Dalam garis penelitian neurogastronomi, sains dalam beberapa tahun terakhir telah membuat berbagai temuan, seperti budaya yang memengaruhi persepsi kita tentang rasa, atau penampilan itu sangat penting ketika mencicipi makanan: cara dari peralatan yang akan kita makan, presentasi dan warna piring, dan bahkan harga makanan atau minuman (misalnya, anggur), mempengaruhi persepsi kita tentang rasa.

Peran nutrisi dalam keseimbangan emosional

Psikolog tidak hanya tertarik pada neurogastronomi, tetapi telah tertarik selama lebih dari satu dekade tentang hubungan mereka dengan emosi dan kesejahteraan. Nutrisi mempengaruhi pikiran kita dengan berbagai cara: kemampuan kita untuk berkonsentrasi, ingatan kita, kesejahteraan emosional kita atau keadaan pikiran kita. Diet sehat, bersama dengan kebiasaan sehat, penting untuk menjaga keseimbangan emosional.

Apa yang kita makan memengaruhi pikiran kita secara langsung. Misalnya, menyediakan nutrisi dan makronutrien (omega 3, triptofan, karbohidrat ...) yang diperlukan untuk keseimbangan nutrisi yang benar. Pola makan yang tidak seimbang dapat menghasilkan defisiensi spesifik yang dimanifestasikan oleh gejala atau sensasi seperti apatis, keengganan, lekas marah, gugup, kelelahan, atau kurang perhatian..

Tetapi pola makan kita juga dapat secara tidak langsung mempengaruhi pikiran kita, misalnya, dengan membantu kita melihat diri kita lebih baik. Di sisi lain, keseimbangan emosional juga memudahkan kita untuk mengikuti kebiasaan sehat. Jika kita stres atau sedih, menjadi lebih sulit untuk melakukan diet sehat.

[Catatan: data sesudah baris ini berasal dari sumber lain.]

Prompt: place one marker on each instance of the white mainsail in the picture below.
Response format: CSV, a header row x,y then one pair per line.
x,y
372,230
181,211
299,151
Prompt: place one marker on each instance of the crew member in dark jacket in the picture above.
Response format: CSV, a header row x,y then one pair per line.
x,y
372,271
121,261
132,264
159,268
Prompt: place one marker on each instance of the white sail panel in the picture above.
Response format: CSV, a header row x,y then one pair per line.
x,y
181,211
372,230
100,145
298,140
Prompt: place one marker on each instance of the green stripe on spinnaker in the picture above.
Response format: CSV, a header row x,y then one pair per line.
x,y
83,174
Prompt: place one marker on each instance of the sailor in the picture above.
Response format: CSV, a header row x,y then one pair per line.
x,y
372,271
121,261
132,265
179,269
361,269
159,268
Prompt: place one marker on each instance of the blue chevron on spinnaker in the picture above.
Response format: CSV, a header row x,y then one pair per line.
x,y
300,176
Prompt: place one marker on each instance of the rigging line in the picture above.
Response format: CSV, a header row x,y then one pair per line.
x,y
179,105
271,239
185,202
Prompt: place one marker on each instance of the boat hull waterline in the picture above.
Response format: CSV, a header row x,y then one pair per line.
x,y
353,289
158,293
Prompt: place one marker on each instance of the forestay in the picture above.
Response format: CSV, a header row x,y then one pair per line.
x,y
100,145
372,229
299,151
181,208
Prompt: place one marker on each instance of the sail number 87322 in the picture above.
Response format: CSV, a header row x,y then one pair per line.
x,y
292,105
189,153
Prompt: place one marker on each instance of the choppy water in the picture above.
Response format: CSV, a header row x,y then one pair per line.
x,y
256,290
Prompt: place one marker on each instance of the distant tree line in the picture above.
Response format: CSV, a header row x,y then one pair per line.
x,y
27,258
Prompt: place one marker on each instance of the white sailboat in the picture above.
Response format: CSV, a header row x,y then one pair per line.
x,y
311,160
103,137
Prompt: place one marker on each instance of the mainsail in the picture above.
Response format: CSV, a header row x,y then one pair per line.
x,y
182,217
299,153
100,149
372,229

Mood Food: makanan bahagia

Selama beberapa tahun tren gastronomi telah berhasil. Ini adalah "makanan suasana hati" (atau dapur kebahagiaan), pengikutnya menegaskan bahwa itu berkontribusi pada kesejahteraan umum yang lebih besar dan meningkatkan suasana hati.

Makanan mood terdiri dari makanan yang berbeda yang meningkatkan produksi zat kimia (disebut neurotransmiter) yang mempengaruhi keadaan humor kita, seperti endorfin atau serotonin..

Serotonin, neurotransmitter kunci

Serotonin, yang berasal dari asam amino yang disebut triptofan, mengirimkan pesan di dalam otak dan melalui sistem saraf, dan berpartisipasi dalam banyak proses seperti mengatur suasana hati atau nafsu makan. Karena tubuh tidak memproduksi triptofan, itu harus diperoleh dari makanan. Ini ditemukan dalam makanan yang berbeda: ayam, susu, keju, ikan, telur, tahu, kedelai, kacang-kacangan, coklat ...

Ilmu pengetahuan menegaskan bahwa rendahnya tingkat neurotransmitter ini terkait dengan suasana hati dan depresi negatif. Oleh karena itu, individu dengan gangguan depresi atau masalah emosional sering mencari makanan, terutama cokelat, untuk merasa lebih baik dan menenangkan suasana hati mereka, kurangnya serotonin menyebabkan efek negatif yang berbeda pada tubuh, seperti kesedihan, kesedihan atau lekas marah. Sering dikatakan bahwa makanan yang kaya asam amino ini bertindak sebagai antidepresan alami.

Neurotransmitter ini memiliki fungsi penting di otak sejak itu membangun keseimbangan antara neurotransmiter lain seperti dopamin atau noradrenalin. Neurotransmiter ini penting karena berkaitan dengan kesedihan, kecemasan, atau gangguan makan.